Quale l’impatto dell’informatica nel rapporto medico paziente? E quale il suo peso per le casse dello stato?

Mi riallaccio ad una risposta precedente: l’informatica, per il paziente anziano o svantaggiato, potrebbe apparire come qualcosa di astruso e difficile, ma se si concretizza in minori spostamenti, minori ripetizioni di dati già forniti, minore carta da trasportare, allora il vantaggio diventa evidente e comprensibile. Il costo dell’informatizzazione è di tipo infrastrutturale e dà vantaggi sul medio-lungo termine, ma necessita di investimenti iniziali notevoli, che sono uno scoglio difficile da superare in un momento in cui pare che tagliare le tasse sia la soluzione di ogni problema.

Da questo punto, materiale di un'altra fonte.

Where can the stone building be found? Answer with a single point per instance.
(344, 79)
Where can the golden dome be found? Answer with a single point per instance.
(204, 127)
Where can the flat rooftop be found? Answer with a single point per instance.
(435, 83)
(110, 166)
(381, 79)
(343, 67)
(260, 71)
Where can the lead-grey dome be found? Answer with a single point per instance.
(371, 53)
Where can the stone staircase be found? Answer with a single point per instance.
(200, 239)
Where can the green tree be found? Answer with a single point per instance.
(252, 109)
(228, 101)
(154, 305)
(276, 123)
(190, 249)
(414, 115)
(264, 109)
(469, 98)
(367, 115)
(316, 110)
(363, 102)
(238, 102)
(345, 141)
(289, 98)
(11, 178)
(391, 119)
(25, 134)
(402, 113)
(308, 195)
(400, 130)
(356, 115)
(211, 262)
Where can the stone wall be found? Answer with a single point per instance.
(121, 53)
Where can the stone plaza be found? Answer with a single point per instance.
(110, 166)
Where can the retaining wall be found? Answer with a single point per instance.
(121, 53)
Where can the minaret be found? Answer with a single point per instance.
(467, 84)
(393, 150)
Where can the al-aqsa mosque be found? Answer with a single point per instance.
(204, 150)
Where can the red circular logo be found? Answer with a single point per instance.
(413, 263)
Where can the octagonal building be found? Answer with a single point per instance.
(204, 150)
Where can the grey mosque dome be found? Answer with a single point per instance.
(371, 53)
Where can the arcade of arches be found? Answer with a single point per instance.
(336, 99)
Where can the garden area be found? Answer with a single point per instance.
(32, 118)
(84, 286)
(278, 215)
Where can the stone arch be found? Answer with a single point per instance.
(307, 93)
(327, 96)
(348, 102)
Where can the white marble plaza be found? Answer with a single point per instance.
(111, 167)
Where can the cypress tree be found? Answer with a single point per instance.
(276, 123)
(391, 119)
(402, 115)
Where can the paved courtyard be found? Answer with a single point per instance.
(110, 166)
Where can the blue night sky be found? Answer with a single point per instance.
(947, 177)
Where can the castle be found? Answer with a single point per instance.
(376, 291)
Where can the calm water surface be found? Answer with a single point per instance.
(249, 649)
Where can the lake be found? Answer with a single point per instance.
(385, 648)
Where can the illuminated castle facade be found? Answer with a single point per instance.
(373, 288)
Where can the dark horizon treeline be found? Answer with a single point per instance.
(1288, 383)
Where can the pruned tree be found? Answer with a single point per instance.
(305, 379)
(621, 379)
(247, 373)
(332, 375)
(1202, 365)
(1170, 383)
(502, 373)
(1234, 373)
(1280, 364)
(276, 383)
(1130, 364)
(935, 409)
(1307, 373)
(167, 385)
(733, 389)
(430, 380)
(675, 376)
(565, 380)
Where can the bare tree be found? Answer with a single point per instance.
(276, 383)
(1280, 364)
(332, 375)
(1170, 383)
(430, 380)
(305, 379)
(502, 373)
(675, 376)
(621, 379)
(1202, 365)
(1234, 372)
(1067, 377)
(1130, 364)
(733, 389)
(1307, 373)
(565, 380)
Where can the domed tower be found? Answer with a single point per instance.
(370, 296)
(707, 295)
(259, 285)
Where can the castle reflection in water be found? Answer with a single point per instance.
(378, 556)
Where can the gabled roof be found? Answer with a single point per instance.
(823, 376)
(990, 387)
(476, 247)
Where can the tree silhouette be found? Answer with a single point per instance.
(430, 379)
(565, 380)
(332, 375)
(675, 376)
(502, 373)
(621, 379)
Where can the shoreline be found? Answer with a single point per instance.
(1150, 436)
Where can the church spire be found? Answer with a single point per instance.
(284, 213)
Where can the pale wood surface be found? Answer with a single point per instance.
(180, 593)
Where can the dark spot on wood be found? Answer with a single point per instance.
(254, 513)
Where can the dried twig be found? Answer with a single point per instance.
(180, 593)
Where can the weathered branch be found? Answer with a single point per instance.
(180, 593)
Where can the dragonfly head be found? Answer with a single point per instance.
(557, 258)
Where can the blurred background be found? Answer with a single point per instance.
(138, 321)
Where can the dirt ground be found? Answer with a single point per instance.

E per quanto riguarda l’open source?

L’open source non è automaticamente un metodo per risparmiare. Tagliati i costi di licenza, devono essere valutati l’investimento per riaddestrare il personale che, complice la formazione informatica secondo il modello dell’ECDL, è ormai diventato più un esperto di Windows e Office che abile utente di calcolatori. Il modello open source prevede, inoltre, dei costi relativi non più alla licenza ma all’assistenza e manutenzione. Alla lunga però l’open source permette di risparmiare quando si tratta di cambiare fornitore o manutentore dei sistemi; mentre al momento si tende a rimanere bloccati con un unico fornitore, anche se inefficiente o esoso, perché è impossibile utilizzare lo stesso sistema con altro manutentore oppure passare ad un nuovo sistema trasferendo i dati in modo indolore.

Se lei fosse un medico, cosa chiederebbe o esigerebbe dall’informatica medica?

È quello che cerco di immaginarmi in continuazione. Probabilmente un supporto efficiente e "invisibile" all’attività quotidiana, ben integrato nel flusso di lavoro.